To assess the role of switch I/II–contacting residues of SidM in mediating Rab1 activation, we purified a series of SidM mutants and performed GDF assays with the Rab1-GDI complex purified from yeast. We also performed GEF assays with bacterially purified Rab1 and measured both the release of fluorescent mant-GDP and the loading of mant-GTP; the results were similar to those for GDP release. All of the mutants appeared to behave well in terms of solubility and stability (Fig. S5). Among mutations of switch I–binding residues, G431D and A435D mutations, which likely disrupt the hydrophobic patch accommodating I41R and V46R, resulted in the most deleterious effect, loss of both GDF and GEF activity (Fig. 3C and D).

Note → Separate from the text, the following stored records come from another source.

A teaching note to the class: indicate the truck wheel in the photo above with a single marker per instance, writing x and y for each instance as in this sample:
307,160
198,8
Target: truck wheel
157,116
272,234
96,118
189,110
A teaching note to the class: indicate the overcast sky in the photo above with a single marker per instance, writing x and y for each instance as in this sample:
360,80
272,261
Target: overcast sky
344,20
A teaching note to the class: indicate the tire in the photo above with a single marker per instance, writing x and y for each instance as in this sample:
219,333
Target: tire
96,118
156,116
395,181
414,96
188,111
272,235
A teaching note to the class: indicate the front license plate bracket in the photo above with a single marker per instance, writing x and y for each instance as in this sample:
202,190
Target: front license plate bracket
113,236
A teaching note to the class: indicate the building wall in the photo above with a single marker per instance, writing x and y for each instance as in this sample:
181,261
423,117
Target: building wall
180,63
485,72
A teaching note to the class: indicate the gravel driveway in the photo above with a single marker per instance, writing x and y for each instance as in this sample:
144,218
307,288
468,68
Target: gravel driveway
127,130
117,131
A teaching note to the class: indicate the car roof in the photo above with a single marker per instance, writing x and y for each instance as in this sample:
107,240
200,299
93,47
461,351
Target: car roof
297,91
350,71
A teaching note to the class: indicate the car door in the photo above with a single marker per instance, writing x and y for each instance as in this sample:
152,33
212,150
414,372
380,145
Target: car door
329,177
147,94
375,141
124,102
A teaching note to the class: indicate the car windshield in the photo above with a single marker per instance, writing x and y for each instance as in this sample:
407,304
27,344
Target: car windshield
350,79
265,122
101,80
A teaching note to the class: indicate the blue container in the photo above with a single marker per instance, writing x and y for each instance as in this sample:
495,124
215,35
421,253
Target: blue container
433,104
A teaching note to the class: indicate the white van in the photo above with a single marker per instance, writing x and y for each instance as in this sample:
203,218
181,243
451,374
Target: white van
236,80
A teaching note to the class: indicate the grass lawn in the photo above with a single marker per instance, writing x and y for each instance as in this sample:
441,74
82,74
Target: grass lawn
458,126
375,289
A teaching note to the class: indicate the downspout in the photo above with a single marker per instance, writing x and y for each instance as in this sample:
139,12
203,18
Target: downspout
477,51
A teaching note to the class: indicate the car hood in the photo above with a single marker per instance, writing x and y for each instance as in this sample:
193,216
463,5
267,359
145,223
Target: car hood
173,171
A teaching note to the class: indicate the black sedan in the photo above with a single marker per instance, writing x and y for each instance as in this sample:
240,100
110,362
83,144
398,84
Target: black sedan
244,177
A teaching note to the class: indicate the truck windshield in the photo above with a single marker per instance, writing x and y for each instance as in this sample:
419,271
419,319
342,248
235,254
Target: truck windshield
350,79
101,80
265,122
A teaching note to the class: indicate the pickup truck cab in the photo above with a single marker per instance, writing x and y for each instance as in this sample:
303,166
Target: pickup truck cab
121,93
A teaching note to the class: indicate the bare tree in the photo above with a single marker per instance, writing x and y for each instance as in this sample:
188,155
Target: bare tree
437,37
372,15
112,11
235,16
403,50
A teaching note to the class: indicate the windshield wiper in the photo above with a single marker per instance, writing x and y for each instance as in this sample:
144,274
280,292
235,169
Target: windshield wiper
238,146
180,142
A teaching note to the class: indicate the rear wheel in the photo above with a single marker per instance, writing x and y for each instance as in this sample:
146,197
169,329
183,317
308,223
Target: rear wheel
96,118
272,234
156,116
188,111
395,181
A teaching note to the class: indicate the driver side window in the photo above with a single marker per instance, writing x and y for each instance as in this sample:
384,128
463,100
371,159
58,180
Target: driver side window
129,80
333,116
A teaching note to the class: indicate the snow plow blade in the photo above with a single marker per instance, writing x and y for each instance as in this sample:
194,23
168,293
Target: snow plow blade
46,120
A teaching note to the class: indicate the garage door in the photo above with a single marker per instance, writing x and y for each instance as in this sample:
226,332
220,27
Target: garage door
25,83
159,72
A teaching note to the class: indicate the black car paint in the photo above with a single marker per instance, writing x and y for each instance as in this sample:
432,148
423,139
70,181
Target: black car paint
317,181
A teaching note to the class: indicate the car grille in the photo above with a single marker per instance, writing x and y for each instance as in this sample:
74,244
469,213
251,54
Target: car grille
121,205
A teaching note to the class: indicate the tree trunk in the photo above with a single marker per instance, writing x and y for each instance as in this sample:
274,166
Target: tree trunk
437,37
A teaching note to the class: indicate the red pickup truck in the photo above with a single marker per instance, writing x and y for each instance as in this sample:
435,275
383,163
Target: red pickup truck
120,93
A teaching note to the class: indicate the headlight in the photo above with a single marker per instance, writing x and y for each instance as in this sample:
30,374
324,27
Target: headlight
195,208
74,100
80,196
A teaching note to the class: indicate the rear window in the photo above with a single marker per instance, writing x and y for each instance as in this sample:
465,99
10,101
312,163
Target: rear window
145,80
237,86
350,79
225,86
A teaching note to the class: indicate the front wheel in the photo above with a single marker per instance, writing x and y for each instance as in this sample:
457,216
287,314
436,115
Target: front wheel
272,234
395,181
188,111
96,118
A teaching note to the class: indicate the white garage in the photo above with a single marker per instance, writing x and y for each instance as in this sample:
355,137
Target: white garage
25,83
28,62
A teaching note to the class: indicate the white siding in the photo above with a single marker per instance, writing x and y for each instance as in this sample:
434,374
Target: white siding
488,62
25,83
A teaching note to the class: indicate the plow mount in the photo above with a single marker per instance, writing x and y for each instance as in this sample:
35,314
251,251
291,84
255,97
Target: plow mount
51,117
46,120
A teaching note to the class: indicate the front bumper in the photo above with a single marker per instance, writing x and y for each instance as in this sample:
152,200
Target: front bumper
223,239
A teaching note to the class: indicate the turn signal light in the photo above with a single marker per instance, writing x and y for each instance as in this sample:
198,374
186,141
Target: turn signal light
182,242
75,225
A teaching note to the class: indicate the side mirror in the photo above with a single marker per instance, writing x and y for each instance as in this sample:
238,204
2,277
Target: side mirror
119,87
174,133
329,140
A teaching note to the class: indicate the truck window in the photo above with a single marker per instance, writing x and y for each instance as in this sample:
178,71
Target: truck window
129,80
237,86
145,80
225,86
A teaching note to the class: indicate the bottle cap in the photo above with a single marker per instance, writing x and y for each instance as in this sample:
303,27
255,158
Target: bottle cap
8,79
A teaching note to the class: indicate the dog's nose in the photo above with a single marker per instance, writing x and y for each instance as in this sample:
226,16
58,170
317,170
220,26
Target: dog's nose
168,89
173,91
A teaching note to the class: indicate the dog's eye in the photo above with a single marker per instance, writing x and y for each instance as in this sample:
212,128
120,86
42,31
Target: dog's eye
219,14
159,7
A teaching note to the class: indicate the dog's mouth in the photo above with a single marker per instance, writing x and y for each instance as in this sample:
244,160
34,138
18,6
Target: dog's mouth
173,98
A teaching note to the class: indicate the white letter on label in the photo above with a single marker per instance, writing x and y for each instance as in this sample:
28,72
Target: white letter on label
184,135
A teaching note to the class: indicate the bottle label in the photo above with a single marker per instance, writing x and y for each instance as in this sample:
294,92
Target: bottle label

Single or double mutations of other switch I–contacting residues in SidM had little effect on Rab1 activation, consistent with the large interface and extensive interactions observed in the complex structure (Fig. 3A). Among mutations of switch II–contacting residues in SidM, the W410D mutant was largely deprived of both GDF and GEF activity (Fig. 3E and F), highlighting the key role of the W410M–F73R π-stacking interaction. The N451A/R453A double mutant also exhibited attenuated GDF and GEF activity; the mutation appeared to have a more severe effect on GEF activity, consistent with the fact that N451/R453 are on the conformationally changed loop LA and are in direct contact with the P-loop. The three inactive mutants (G431D, A435D, and W410D) can still bind to Rab1 with a weaker affinity than WT SidM. The foregoing analyses also demonstrate that mutations affecting GEF activity also interfere with SidM GDI displacement activity.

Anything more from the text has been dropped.